05 July 2016

Bioengineered muscles have strengthened

Muscles "in vitro"

Sergey Syrov, XXII CENTURY, based on USC Stem Cell: USC researchers use gelatin instead of the gym to grow stronger muscles

Megan L. McCain and her colleagues at the University of Southern California have developed a way to grow large and strong muscle fibers. But not in order to simplify the life of bodybuilders. This is the development of a project on the cultivation "in vitro" of organs and tissues necessary for medical research.

The first authors of the work are Archana Bettadapur and Gio C. Suh, a report on the development of "muscles on a chip" was published in the journal Scientific Reports (Prolonged Culture of Aligned Skeletal Myotubes on Micromolded Gelatin Hydrogels).

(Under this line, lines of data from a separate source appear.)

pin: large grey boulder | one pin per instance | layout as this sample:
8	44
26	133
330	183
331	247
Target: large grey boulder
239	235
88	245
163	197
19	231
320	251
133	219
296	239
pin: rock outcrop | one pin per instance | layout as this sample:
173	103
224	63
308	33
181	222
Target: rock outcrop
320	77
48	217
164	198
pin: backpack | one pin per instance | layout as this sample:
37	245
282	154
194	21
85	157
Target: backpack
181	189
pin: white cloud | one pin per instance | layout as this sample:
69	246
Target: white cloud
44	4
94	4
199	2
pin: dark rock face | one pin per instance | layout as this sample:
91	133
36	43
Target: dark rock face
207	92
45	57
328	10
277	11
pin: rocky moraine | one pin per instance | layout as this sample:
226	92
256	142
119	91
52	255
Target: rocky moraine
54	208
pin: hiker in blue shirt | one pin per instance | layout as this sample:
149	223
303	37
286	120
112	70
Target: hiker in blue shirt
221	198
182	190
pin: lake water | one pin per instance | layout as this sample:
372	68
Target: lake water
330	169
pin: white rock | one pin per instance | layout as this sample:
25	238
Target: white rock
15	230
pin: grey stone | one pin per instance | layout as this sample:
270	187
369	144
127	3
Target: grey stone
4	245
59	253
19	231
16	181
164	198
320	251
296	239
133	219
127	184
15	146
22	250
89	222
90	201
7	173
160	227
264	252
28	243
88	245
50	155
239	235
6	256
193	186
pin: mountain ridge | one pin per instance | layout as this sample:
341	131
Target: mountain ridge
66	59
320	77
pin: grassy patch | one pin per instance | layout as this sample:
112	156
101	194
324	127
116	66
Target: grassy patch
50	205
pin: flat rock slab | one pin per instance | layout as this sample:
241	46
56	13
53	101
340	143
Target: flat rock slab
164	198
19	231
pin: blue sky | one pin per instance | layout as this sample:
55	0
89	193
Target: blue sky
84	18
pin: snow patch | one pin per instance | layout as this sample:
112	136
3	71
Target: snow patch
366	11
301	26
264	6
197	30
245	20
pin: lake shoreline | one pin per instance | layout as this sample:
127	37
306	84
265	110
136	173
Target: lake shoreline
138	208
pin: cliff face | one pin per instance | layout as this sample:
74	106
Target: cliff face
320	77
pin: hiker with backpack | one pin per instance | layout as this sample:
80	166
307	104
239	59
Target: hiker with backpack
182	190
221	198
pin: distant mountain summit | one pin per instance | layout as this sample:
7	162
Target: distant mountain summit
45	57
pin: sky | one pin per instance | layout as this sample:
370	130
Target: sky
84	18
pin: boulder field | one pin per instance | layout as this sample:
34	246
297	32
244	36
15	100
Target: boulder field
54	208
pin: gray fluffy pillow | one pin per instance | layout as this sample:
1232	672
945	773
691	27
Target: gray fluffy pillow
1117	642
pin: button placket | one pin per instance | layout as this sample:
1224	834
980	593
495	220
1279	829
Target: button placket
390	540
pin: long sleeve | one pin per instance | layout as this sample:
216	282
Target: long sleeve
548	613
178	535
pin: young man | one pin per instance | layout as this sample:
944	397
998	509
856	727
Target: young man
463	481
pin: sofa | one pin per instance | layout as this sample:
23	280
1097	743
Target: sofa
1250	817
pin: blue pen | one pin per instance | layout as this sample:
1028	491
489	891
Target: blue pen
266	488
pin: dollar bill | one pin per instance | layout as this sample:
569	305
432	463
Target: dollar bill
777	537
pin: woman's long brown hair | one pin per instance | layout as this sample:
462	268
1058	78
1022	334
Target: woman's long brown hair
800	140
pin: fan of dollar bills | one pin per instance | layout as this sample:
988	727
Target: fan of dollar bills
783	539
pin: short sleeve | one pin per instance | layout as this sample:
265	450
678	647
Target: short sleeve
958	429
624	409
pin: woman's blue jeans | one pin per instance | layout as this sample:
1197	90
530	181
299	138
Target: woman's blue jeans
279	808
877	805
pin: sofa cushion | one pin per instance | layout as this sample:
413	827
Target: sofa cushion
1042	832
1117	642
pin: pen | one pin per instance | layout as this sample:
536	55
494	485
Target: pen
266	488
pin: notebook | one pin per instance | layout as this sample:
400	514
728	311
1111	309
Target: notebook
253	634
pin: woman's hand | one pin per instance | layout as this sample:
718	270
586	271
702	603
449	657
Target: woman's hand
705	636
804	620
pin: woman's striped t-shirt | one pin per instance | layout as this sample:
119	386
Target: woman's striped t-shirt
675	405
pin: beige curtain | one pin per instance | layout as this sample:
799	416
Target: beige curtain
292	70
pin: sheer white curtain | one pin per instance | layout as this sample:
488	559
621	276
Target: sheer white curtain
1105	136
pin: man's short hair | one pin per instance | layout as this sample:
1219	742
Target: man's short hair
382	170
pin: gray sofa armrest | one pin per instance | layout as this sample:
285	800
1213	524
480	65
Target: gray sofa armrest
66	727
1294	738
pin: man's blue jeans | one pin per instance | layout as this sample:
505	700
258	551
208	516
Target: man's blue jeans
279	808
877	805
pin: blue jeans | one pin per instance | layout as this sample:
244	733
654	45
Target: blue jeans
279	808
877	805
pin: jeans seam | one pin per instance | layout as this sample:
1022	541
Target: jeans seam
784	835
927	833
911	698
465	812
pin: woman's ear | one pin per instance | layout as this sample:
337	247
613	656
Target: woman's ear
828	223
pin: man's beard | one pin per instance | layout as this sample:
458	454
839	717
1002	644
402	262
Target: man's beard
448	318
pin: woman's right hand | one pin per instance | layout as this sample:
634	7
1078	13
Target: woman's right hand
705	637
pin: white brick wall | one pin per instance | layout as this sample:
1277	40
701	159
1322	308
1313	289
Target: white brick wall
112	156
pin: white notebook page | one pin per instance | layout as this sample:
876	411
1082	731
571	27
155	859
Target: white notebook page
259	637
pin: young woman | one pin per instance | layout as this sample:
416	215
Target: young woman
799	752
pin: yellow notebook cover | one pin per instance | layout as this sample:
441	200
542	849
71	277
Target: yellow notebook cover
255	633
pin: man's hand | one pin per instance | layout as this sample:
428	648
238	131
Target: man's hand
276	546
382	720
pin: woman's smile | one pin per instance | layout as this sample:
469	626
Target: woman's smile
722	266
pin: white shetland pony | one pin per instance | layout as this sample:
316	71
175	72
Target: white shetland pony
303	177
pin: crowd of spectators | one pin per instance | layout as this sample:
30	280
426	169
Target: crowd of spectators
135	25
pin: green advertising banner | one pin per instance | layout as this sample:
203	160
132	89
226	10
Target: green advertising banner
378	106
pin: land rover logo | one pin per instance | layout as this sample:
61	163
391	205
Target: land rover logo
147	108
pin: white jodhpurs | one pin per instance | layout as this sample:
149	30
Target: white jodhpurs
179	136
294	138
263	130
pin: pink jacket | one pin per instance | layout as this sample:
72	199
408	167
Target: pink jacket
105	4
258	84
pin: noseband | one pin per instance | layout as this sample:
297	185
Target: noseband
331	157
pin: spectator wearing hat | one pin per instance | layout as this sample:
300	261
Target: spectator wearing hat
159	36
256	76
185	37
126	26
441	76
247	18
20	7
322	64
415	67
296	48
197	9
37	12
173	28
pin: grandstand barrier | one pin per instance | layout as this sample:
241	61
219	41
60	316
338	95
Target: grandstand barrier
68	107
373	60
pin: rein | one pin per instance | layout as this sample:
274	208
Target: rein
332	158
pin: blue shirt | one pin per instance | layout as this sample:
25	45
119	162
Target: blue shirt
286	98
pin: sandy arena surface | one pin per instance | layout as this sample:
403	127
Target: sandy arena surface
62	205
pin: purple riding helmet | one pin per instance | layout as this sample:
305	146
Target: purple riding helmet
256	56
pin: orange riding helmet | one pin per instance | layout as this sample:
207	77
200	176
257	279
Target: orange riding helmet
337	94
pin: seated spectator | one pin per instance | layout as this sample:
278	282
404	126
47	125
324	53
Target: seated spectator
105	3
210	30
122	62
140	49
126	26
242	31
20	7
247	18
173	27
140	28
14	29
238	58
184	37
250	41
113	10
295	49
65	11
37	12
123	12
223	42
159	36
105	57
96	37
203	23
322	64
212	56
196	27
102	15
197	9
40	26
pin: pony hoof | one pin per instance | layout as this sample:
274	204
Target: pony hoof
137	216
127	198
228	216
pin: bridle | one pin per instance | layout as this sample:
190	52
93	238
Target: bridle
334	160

During normal embryonic development, skeletal musculature is formed when myoblast cells fuse into muscle fibers, the so-called muscle tubules.

In past experiments, mouse muscle tubes fell off or peeled off from a plastic base with a protein coating after about a week and did not develop.

Now scientists have created a substrate of gelatin, a material derived from the protein of muscle tissue – collagen, and have achieved significant improvement in results. After three weeks, the mouse's muscle fibers were still attached to the gelatin "chip", and they were longer, wider and more developed than those that had been able to grow earlier.

Researchers suggest that human muscle fibers will feel just as good on a gelatin substrate. These new "muscles on a chip" can be used to study the normal process of human muscle development, its disorders and diseases of the muscular system, as well as provide a testing ground for new drugs.

 "Diseases and disorders of skeletal muscles – ranging from severe muscular dystrophy to a gradual decrease in muscle mass with aging – dramatically reduce the quality of life of millions of people," says McCain. "Creating an inexpensive and accessible platform for studying skeletal muscle in the laboratory, we hope, will allow us to study these processes in detail, which will open up new methods of helping these patients."